Poll shows that half of Israel's Jewish population believes that Arabs should be encouraged to leave the country
A Poll sponsored by the Center for the Campaign Against Racism found that half the Jewish population of Israel believe the state should encourage Arab emigration.
The poll, conducted by the Geocartography Institute and presented Tuesday at a press conference, found a sharp increase in the number of Israeli Jews who support Arab emigration in comparison to a similar poll conducted last year.
The poll was carried out in December 2006, and included 500 participants. The margin of error is 4.4 percent.

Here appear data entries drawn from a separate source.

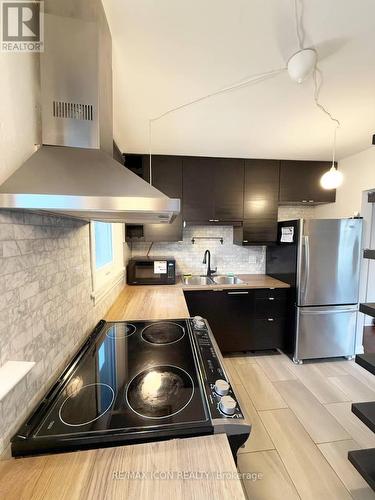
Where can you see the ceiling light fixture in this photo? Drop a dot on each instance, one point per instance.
(300, 66)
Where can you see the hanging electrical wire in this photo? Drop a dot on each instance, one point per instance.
(256, 78)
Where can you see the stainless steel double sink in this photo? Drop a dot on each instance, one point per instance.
(213, 280)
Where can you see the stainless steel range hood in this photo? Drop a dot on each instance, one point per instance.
(73, 173)
(85, 183)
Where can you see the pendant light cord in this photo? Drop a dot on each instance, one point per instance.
(318, 81)
(256, 78)
(298, 21)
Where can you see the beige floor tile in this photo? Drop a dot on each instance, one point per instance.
(269, 478)
(276, 367)
(259, 438)
(320, 385)
(354, 388)
(316, 419)
(337, 456)
(261, 391)
(311, 474)
(357, 430)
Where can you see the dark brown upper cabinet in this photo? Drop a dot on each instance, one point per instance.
(166, 175)
(213, 190)
(261, 193)
(300, 183)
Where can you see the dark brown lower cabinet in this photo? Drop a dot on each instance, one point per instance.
(242, 319)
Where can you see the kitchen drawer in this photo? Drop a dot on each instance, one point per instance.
(271, 307)
(276, 293)
(268, 333)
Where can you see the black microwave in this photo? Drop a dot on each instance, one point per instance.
(151, 271)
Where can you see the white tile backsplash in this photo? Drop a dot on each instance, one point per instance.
(45, 305)
(227, 257)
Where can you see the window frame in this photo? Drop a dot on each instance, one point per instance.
(106, 277)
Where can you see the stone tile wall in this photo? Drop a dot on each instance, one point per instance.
(45, 305)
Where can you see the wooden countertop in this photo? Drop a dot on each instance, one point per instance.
(139, 471)
(90, 474)
(168, 301)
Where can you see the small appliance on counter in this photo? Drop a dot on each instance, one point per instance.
(320, 259)
(134, 382)
(151, 271)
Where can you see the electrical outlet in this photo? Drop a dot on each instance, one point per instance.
(252, 259)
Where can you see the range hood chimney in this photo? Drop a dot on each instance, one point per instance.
(74, 172)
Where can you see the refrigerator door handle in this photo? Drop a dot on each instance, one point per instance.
(306, 264)
(335, 310)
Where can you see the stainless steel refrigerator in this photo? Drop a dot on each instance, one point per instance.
(320, 259)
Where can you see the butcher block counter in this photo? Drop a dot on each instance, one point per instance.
(168, 301)
(194, 468)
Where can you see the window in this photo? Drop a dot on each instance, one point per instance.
(103, 244)
(107, 261)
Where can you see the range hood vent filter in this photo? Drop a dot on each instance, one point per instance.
(72, 110)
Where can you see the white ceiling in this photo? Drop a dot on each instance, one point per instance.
(167, 52)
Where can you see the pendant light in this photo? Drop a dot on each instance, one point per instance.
(333, 178)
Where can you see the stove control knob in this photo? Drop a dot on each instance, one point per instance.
(199, 322)
(221, 387)
(227, 405)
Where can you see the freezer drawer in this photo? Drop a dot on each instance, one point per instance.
(324, 332)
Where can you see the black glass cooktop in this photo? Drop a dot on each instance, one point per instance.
(135, 375)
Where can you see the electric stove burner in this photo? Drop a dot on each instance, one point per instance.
(121, 330)
(86, 404)
(163, 333)
(160, 391)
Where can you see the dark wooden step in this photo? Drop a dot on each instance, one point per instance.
(364, 462)
(367, 361)
(366, 413)
(368, 308)
(369, 254)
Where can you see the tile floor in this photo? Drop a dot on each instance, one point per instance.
(302, 427)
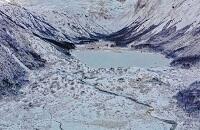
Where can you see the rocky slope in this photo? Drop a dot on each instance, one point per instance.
(42, 87)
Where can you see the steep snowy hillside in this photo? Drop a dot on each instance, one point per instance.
(43, 87)
(170, 27)
(18, 31)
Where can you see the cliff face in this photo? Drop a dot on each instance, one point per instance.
(19, 29)
(61, 93)
(170, 27)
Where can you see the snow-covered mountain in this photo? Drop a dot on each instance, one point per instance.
(43, 87)
(170, 27)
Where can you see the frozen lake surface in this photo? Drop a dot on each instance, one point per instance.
(122, 58)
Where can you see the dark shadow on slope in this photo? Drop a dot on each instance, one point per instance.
(189, 99)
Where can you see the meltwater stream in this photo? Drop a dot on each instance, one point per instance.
(120, 58)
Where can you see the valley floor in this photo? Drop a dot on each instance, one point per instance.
(68, 95)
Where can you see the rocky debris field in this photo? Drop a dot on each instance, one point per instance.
(43, 87)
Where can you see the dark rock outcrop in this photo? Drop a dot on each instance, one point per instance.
(189, 99)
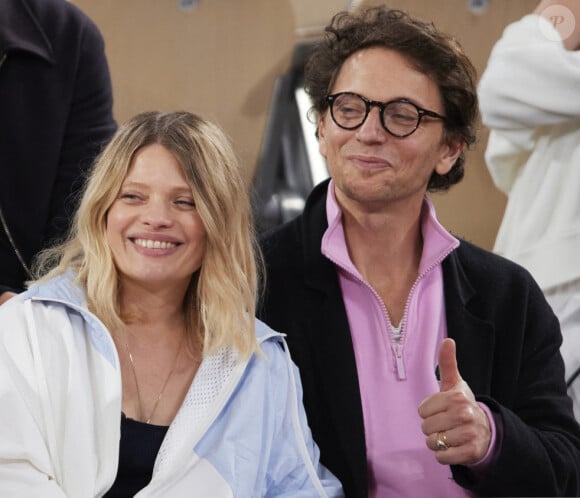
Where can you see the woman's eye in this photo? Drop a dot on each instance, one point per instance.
(185, 202)
(129, 196)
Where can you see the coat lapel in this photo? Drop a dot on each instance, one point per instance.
(474, 337)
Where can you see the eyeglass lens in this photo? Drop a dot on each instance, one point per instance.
(350, 110)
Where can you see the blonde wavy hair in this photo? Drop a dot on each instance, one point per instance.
(220, 301)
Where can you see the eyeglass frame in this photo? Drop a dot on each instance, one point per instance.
(369, 104)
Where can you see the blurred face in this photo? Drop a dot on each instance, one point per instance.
(153, 228)
(370, 167)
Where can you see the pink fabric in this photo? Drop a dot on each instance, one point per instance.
(399, 462)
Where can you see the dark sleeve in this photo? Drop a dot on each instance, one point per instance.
(540, 445)
(90, 124)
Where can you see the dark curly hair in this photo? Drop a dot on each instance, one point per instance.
(429, 50)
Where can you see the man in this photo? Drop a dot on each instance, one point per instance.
(533, 155)
(376, 296)
(56, 110)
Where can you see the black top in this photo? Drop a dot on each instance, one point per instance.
(140, 443)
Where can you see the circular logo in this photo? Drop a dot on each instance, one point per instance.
(561, 18)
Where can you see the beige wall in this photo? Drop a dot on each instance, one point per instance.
(221, 60)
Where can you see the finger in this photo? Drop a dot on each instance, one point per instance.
(448, 371)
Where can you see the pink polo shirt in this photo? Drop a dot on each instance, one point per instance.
(397, 371)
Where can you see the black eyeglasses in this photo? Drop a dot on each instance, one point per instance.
(399, 117)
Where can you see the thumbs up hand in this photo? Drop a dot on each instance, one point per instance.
(455, 426)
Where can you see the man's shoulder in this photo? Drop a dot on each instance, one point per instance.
(482, 265)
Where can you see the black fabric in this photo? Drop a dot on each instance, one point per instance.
(56, 111)
(507, 339)
(138, 449)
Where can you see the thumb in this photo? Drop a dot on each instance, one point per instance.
(449, 374)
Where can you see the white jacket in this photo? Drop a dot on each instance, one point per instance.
(530, 99)
(240, 432)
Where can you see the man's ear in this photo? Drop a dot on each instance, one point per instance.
(451, 149)
(321, 136)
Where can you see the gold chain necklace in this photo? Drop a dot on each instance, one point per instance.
(160, 395)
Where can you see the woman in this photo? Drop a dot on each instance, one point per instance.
(135, 365)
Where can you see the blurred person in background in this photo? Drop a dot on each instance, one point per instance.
(56, 111)
(529, 100)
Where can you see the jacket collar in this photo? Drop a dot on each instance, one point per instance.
(21, 31)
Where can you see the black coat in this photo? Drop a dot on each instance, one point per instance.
(55, 113)
(507, 339)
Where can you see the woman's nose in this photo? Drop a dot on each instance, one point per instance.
(372, 129)
(157, 213)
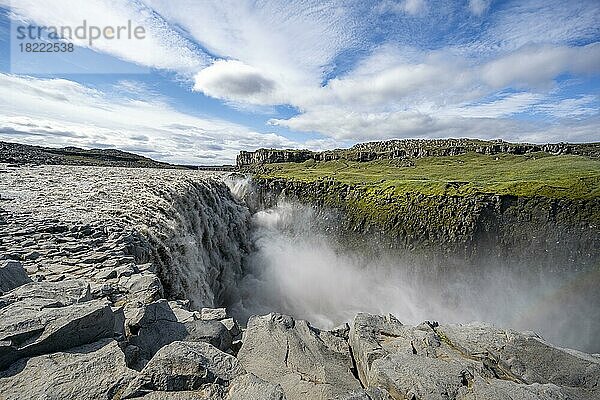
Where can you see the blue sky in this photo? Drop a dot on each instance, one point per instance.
(211, 78)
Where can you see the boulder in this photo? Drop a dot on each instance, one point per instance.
(50, 294)
(12, 275)
(93, 371)
(306, 362)
(525, 355)
(249, 386)
(144, 287)
(429, 361)
(31, 327)
(207, 392)
(185, 366)
(213, 313)
(157, 325)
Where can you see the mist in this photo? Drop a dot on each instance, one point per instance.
(302, 265)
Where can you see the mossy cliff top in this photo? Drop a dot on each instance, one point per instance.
(533, 174)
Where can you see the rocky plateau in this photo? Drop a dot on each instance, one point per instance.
(113, 282)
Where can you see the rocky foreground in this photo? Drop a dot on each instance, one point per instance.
(111, 282)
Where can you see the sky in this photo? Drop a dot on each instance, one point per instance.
(211, 78)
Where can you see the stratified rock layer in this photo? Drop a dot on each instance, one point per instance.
(117, 303)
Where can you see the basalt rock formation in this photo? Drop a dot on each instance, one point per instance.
(566, 231)
(111, 279)
(411, 149)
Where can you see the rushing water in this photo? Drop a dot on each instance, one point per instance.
(302, 266)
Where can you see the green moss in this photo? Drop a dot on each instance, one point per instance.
(536, 174)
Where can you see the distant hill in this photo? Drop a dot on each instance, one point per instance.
(410, 149)
(15, 153)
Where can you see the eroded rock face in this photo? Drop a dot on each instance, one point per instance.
(157, 325)
(306, 362)
(466, 361)
(94, 371)
(38, 325)
(12, 275)
(249, 386)
(185, 366)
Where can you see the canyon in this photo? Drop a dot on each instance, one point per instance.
(159, 283)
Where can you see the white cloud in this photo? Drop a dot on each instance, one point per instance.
(236, 81)
(533, 66)
(581, 107)
(412, 7)
(502, 107)
(478, 7)
(64, 113)
(295, 42)
(162, 47)
(277, 52)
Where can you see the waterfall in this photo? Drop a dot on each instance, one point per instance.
(199, 238)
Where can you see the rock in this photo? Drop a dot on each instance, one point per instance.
(33, 326)
(281, 350)
(207, 392)
(12, 275)
(525, 356)
(93, 371)
(185, 366)
(232, 326)
(213, 313)
(506, 390)
(466, 361)
(144, 287)
(182, 313)
(55, 294)
(157, 325)
(249, 386)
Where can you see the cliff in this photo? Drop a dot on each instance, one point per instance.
(413, 148)
(528, 230)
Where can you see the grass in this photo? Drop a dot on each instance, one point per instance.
(535, 174)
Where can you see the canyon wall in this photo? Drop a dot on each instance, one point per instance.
(412, 148)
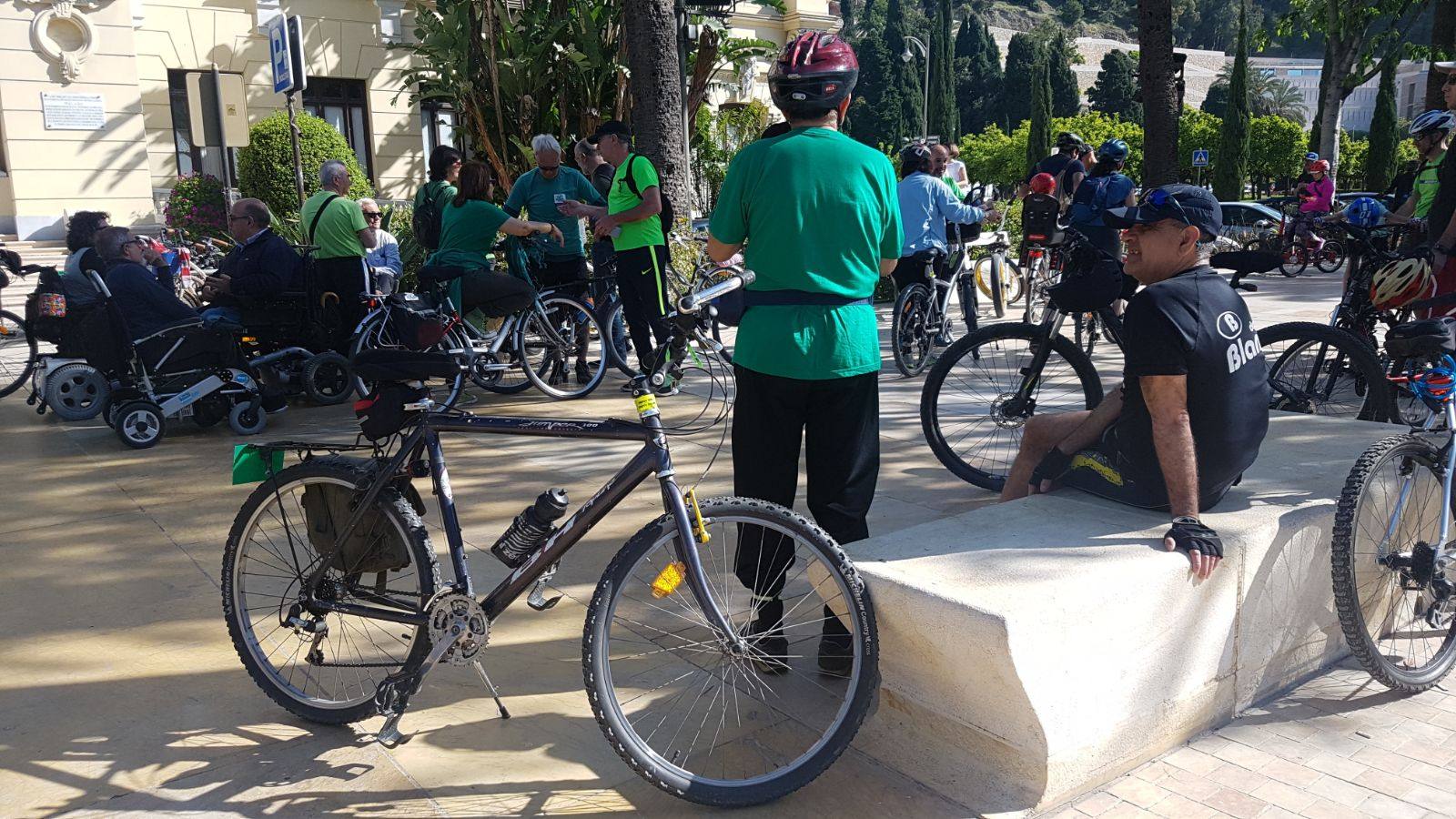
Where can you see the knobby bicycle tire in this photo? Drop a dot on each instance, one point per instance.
(1349, 353)
(16, 324)
(1376, 661)
(335, 471)
(982, 472)
(637, 753)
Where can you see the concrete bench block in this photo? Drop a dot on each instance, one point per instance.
(1037, 649)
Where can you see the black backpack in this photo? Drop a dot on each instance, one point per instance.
(427, 222)
(666, 215)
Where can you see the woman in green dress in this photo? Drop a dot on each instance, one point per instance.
(468, 230)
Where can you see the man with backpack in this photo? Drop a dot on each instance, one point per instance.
(637, 219)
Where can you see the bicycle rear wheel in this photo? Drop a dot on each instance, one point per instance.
(1324, 370)
(328, 675)
(703, 719)
(909, 337)
(967, 407)
(1395, 611)
(18, 353)
(561, 346)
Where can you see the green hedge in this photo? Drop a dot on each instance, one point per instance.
(266, 167)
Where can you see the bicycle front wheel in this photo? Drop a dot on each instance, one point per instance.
(708, 719)
(909, 337)
(1395, 611)
(972, 409)
(1324, 370)
(18, 351)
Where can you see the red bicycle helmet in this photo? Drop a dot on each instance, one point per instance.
(814, 73)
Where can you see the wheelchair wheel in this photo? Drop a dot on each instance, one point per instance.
(247, 420)
(138, 424)
(328, 379)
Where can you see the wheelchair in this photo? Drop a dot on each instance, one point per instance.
(296, 341)
(184, 370)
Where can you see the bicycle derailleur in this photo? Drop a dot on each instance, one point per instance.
(459, 630)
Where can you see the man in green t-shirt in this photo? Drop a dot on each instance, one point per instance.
(631, 220)
(335, 227)
(819, 219)
(541, 191)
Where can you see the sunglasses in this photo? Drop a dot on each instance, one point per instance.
(1162, 200)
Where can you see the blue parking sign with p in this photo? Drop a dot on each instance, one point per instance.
(278, 53)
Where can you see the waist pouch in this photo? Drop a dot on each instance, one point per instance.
(735, 303)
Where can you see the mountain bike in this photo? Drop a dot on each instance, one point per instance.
(1392, 560)
(688, 682)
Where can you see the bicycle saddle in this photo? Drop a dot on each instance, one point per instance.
(404, 365)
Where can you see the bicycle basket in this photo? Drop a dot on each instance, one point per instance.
(1426, 339)
(373, 547)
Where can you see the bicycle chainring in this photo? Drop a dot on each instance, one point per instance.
(459, 620)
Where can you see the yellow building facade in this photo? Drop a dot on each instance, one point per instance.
(94, 108)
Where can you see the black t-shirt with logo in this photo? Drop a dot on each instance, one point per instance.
(1196, 325)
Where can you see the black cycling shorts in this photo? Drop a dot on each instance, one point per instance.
(1107, 470)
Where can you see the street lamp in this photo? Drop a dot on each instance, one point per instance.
(925, 109)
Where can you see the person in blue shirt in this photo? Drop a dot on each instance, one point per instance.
(146, 303)
(539, 191)
(926, 205)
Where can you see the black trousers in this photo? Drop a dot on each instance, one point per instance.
(837, 420)
(642, 286)
(497, 295)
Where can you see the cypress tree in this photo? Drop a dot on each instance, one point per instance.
(1023, 65)
(1385, 137)
(979, 76)
(1067, 99)
(1038, 140)
(944, 114)
(1234, 149)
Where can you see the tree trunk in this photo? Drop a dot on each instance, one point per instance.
(657, 95)
(1443, 43)
(1155, 66)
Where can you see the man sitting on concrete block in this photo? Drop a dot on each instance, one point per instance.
(1193, 407)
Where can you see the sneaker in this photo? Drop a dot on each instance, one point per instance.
(836, 647)
(766, 642)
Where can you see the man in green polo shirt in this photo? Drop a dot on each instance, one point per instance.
(631, 220)
(541, 191)
(335, 227)
(819, 217)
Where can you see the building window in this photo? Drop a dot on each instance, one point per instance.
(439, 124)
(191, 157)
(342, 106)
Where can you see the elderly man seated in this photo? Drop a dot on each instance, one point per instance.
(1193, 407)
(262, 263)
(146, 303)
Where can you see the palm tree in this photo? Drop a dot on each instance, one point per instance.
(1158, 72)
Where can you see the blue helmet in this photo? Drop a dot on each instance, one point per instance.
(1365, 212)
(1113, 149)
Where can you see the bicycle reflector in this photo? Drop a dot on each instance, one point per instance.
(669, 579)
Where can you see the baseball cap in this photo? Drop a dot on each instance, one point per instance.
(1181, 203)
(611, 127)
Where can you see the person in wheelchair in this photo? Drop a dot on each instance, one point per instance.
(147, 305)
(261, 266)
(468, 230)
(926, 205)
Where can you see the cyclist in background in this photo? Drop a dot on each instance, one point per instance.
(925, 207)
(817, 217)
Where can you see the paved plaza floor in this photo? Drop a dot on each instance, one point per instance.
(123, 695)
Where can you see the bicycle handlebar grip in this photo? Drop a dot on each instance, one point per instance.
(693, 302)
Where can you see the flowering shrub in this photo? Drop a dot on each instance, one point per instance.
(197, 206)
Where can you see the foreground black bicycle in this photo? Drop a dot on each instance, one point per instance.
(337, 608)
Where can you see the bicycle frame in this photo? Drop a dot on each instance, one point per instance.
(652, 460)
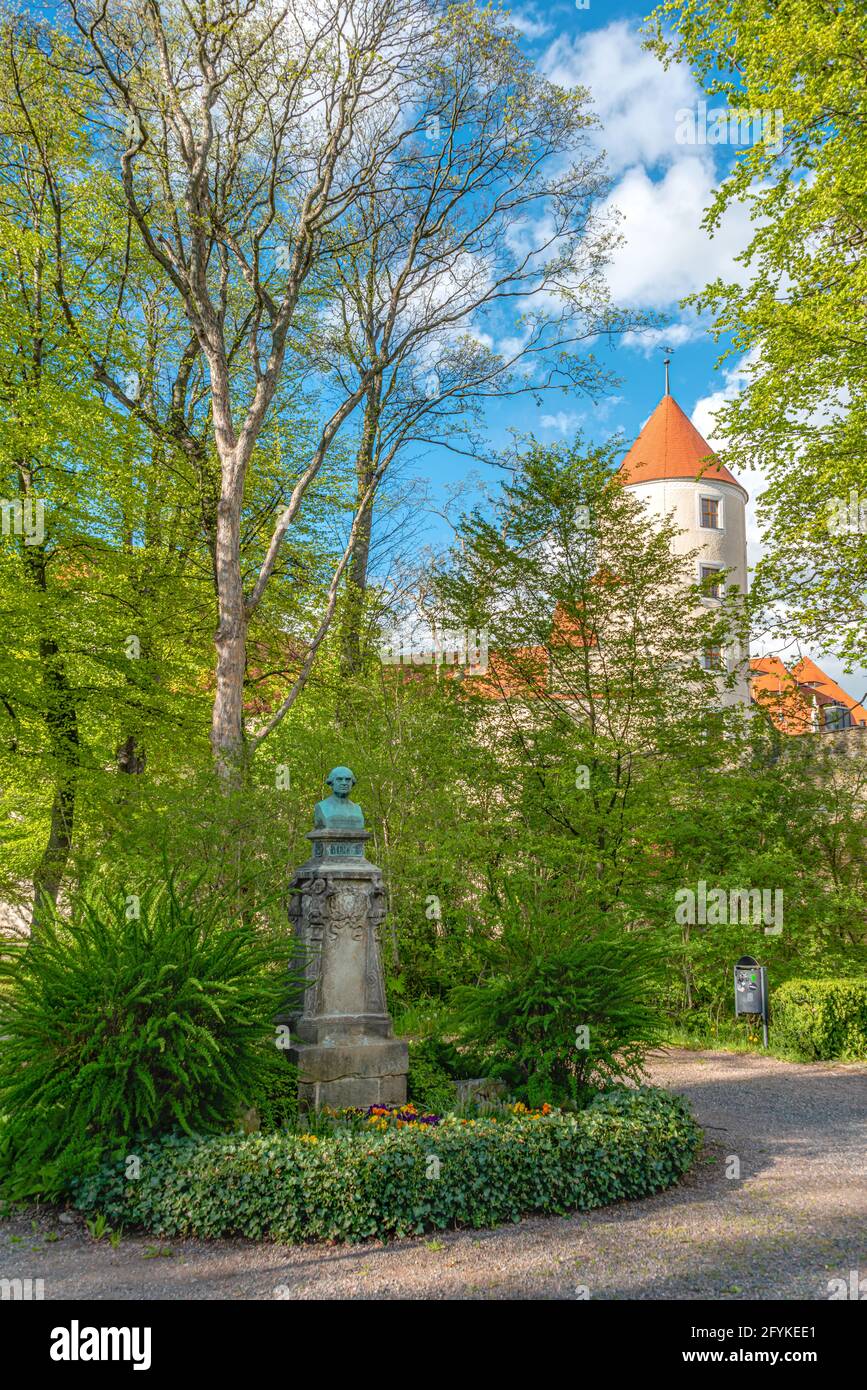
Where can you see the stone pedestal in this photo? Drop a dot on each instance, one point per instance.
(343, 1041)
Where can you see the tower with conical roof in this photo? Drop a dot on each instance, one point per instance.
(673, 470)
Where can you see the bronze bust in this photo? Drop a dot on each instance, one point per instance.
(338, 812)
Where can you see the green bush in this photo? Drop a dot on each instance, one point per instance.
(820, 1019)
(349, 1186)
(135, 1016)
(434, 1069)
(549, 977)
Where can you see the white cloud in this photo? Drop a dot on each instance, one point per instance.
(650, 339)
(666, 252)
(566, 421)
(528, 22)
(635, 97)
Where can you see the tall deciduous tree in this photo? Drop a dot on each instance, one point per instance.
(253, 131)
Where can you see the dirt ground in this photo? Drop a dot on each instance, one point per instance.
(794, 1219)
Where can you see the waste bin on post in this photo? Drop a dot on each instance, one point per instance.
(750, 990)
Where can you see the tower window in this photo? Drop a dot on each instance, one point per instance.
(712, 659)
(710, 513)
(714, 588)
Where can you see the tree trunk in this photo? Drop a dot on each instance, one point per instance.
(61, 719)
(231, 641)
(352, 635)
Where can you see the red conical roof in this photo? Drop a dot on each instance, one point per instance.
(670, 446)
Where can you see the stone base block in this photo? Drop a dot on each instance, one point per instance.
(368, 1072)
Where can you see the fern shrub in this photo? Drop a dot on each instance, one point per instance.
(132, 1018)
(563, 1011)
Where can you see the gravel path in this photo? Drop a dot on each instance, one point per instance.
(794, 1219)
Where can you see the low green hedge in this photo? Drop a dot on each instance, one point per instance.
(295, 1187)
(821, 1019)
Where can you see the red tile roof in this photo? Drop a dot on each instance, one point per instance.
(788, 694)
(670, 446)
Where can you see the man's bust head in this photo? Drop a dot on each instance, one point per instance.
(338, 812)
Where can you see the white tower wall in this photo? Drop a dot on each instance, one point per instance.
(681, 498)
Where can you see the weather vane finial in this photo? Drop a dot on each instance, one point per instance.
(667, 363)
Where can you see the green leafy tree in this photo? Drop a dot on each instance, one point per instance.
(798, 316)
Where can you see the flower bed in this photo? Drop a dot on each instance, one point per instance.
(400, 1180)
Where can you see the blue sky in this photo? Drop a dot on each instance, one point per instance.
(662, 188)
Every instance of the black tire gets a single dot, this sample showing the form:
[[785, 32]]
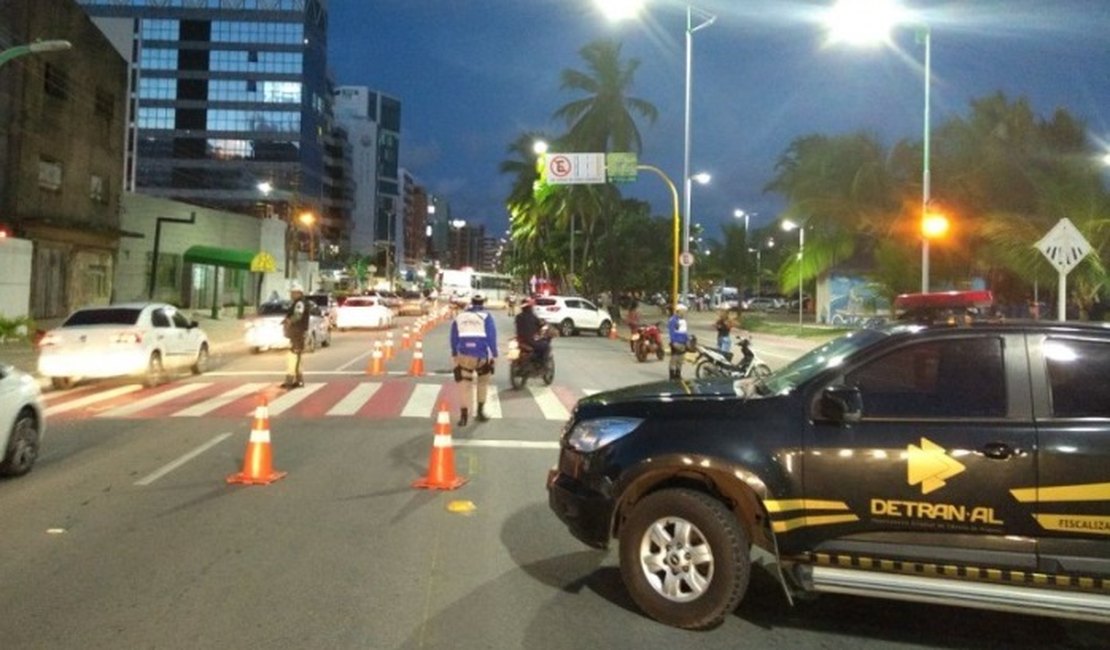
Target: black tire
[[760, 371], [201, 364], [155, 372], [719, 560], [22, 445]]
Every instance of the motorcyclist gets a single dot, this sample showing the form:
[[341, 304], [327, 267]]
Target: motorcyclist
[[528, 332]]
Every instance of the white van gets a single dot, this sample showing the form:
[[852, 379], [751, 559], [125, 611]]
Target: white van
[[725, 296]]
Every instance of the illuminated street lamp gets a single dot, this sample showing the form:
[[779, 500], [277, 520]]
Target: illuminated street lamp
[[789, 225], [621, 9], [36, 48], [868, 22]]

In addition, the poll addresses the Jewish reaction to hearing the Arabic language spoken on the streets of Israel. According to the data, some 50 percent of the participants said they become fearful when they hear the Arabic language spoken around them. 43 percent said they feel uncomfortable, and 30 percent feel hatred. In contrast, last year only 17.5 percent said they feel hatred when faced with spoken Arabic.
The poll participants were also asked about work relations with Arabs. 50 percent said they would refuse to work at a job in which their direct supervisor would be Arab. This number represents a 47 percent increase since the 2005 poll on the same topic.
Center for the Campaign Against Racism director Baher Awdeh called on the state of Israel on Tuesday to "wake up" in light of these findings, and utilize its judicial and education systems to combat this rise in racist sentiments. Awdeh said that the fact that Israel is defined as the "Jewish state" is discriminatory against Arabs in and of itself. "Jewish citizens interpret this definition to mean that they are superior or entitled to more rights than Arab citizens," he said.
Awdeh offered his explanation for the deterioration of Jewish-Arab relations, saying the war in Lebanon, and the opposing views it generated among Jewish and Arab citizens, could have contributed to the deterioration. Another reason could be the entry of Avigdor Lieberman (Yisrael Beiteinu) to the coalition, being a politician known for his anti-Arab views. He added that Israel's policy of expropriating Palestinian lands and destroying Palestinian homes may have also contributed to the problem.
"When Sheikh Raed Salah said what he said in Jerusalem, he was immediately arrested and indicted. But when Jewish religious figures and politicians express anti-Arab views, no indictments are filed, even months later," Awdeh said.